Como eu tinha acabado aqui? Eu me lembrava de estar a caminho de Heidelberg e ser emboscada por bandidos.
Fui resgatada e trazida para cá? Mas quem poderia ter me salvo? Se minha memória estava correta, os cavaleiros que me escoltavam tinham sido mortos.
Pressionei os dedos contra as têmporas para clarear minha cabeça confusa e percebi algo estranho.
Cortinas da cor de morangos flutuavam sobre a janela. Ao lado, uma penteadeira requintada.
Mas como isso é possível?
O que havia de errado com a penteadeira? Nada em particular, exceto que ela não deveria estar aqui. Era impossível.
Ela pertencia à antiga marquesa e ficava ali inocentemente até cerca de cinco anos atrás, quando Elias quebrou o espelho durante uma discussão. Ele murmurou algo sobre ser da mãe dele.
Mas como estava aqui de novo? Será que apenas parecia com a antiga? Nesse caso, o que aconteceu com a penteadeira de madeira de roseira que eu a havia substituído?
Eu estava confusa e um pouco assustada. Desci da cama e fui até a penteadeira.
O espelho redondo refletiu meu rosto. Fui tomada por uma sensação indescritível.
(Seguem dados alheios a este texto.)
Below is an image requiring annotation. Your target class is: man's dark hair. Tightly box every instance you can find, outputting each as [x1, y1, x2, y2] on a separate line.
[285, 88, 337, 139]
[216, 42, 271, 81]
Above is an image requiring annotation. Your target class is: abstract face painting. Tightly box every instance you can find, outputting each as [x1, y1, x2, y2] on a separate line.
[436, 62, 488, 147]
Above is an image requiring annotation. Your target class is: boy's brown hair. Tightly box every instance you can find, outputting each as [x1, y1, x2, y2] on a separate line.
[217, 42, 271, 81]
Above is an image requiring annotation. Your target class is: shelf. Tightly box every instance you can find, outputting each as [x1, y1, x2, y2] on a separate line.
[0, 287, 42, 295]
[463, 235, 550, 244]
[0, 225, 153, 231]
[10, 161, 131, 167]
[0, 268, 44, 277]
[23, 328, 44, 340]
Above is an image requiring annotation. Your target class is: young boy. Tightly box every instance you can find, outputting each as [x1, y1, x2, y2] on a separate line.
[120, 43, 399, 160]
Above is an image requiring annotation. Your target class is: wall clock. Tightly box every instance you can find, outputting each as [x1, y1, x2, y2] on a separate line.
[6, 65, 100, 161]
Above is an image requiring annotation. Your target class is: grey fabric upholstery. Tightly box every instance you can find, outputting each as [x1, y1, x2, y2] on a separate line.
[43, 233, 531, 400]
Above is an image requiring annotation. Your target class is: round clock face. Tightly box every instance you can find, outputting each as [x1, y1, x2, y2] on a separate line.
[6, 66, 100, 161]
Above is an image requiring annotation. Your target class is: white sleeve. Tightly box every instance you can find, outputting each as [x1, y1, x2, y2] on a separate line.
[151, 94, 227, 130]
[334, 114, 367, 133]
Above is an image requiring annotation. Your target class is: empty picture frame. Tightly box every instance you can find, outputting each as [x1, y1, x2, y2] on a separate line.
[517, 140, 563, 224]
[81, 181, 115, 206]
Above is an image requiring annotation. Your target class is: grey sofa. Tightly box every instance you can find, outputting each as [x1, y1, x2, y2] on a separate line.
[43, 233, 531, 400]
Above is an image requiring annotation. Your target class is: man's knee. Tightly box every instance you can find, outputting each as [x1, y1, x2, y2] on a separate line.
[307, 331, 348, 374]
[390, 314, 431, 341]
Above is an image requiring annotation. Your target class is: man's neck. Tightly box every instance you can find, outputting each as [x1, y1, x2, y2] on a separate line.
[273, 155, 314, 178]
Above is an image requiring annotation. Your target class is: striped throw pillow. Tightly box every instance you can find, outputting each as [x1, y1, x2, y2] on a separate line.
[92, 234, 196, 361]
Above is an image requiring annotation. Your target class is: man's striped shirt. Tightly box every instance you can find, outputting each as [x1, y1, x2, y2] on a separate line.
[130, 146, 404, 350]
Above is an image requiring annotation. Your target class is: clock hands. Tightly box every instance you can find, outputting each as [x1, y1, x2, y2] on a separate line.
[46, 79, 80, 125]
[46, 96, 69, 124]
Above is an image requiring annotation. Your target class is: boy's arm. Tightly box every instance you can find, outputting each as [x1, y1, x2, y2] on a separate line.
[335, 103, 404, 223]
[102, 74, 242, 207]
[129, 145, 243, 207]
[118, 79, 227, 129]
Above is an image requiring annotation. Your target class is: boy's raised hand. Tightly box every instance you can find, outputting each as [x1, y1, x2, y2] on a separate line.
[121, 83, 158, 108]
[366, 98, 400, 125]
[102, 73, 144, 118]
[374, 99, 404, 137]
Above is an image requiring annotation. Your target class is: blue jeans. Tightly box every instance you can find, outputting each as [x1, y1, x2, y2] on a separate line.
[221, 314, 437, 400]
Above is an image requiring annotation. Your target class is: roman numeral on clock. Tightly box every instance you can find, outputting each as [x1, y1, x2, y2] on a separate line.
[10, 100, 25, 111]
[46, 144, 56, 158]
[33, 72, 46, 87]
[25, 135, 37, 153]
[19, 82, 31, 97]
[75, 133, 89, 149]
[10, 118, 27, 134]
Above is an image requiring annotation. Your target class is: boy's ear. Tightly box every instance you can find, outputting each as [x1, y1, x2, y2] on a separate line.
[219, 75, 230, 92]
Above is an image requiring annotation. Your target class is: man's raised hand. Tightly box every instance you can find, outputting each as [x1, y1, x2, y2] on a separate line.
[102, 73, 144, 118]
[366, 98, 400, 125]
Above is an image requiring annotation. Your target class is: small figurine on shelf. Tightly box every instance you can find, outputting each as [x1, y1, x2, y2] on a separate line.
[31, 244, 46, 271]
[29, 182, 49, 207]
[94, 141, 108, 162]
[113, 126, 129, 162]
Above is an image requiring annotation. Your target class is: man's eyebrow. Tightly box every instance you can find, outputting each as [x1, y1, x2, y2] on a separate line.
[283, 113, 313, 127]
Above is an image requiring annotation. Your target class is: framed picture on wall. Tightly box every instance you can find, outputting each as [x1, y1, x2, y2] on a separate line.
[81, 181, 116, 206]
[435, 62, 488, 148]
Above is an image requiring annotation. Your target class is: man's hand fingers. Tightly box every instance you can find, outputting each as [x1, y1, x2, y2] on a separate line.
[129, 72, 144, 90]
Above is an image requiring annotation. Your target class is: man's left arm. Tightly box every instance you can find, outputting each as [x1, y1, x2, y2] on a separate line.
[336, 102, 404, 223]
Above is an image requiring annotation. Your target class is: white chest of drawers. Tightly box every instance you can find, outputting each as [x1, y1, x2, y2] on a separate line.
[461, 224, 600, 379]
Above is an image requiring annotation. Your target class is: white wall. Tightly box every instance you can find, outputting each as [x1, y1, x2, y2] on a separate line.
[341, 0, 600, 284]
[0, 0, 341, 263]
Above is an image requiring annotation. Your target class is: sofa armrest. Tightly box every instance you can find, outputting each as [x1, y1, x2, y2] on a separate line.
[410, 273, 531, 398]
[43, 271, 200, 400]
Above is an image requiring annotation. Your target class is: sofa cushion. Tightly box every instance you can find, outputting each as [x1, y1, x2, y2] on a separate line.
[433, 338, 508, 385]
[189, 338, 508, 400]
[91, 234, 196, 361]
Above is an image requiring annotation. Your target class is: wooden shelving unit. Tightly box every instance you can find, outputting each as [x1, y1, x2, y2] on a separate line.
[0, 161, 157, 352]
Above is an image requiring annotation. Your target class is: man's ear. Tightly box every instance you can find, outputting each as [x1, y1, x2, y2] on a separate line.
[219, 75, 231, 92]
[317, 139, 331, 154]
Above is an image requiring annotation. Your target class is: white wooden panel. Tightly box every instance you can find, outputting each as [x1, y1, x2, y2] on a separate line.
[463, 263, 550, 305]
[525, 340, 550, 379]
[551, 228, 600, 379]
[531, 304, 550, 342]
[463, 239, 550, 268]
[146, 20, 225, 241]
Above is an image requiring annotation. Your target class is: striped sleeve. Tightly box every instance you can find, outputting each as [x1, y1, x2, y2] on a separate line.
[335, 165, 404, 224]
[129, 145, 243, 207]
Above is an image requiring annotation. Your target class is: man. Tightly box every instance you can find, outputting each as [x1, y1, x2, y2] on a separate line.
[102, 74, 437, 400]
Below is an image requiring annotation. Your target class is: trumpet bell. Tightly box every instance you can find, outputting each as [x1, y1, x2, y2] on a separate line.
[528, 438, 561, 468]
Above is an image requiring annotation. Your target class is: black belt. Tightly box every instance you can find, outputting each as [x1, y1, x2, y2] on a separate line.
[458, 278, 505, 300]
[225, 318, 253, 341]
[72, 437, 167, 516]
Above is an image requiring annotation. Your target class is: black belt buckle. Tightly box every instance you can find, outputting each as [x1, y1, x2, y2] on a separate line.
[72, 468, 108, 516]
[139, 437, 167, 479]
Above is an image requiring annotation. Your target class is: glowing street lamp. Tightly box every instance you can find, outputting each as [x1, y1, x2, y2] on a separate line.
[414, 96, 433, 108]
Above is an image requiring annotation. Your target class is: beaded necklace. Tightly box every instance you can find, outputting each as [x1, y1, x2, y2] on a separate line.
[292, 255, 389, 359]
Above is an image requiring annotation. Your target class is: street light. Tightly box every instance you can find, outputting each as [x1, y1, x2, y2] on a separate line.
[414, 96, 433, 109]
O reflexo no espelho da penteadeira era claramente meu rosto. O cabelo rosa-claro até a cintura e os olhos verde-claros eram meus. Mas… havia algo estranho. O que era?
Levantei a mão e toquei meu rosto com os dedos. Algo estava definitivamente fora do normal, mas eu não sabia o que era. As bordas do meu rosto pareciam mais suaves. Minhas bochechas estavam talvez mais cheias, e meus olhos, mais redondos.
De alguma forma, eu parecia mais jovem do que o normal. Muito mais jovem do que o normal.
O que estava acontecendo? Todo o drama e o assalto me rejuvenesceram? Achei que essas coisas faziam você envelhecer mais rápido, não o contrário.
Houve uma batida na porta. “Minha senhora?”
“Oh, Gwen! Pode entrar e…” Antes que eu pudesse pedir ajuda, fiquei novamente perplexa.
A pessoa que abriu a porta e entrou silenciosamente era, sem dúvida, Gwen. Não havia dúvidas, mas…
“Gwen, você perdeu peso?”
“Perdão?” Gwen parecia perplexa, como se eu tivesse dito algo estranho. Ela também não parecia como de costume.
Gwen havia ganhado peso recentemente, talvez por sua preferência por doces. De repente, ela voltou a ser como era antes e parecia muito mais jovem.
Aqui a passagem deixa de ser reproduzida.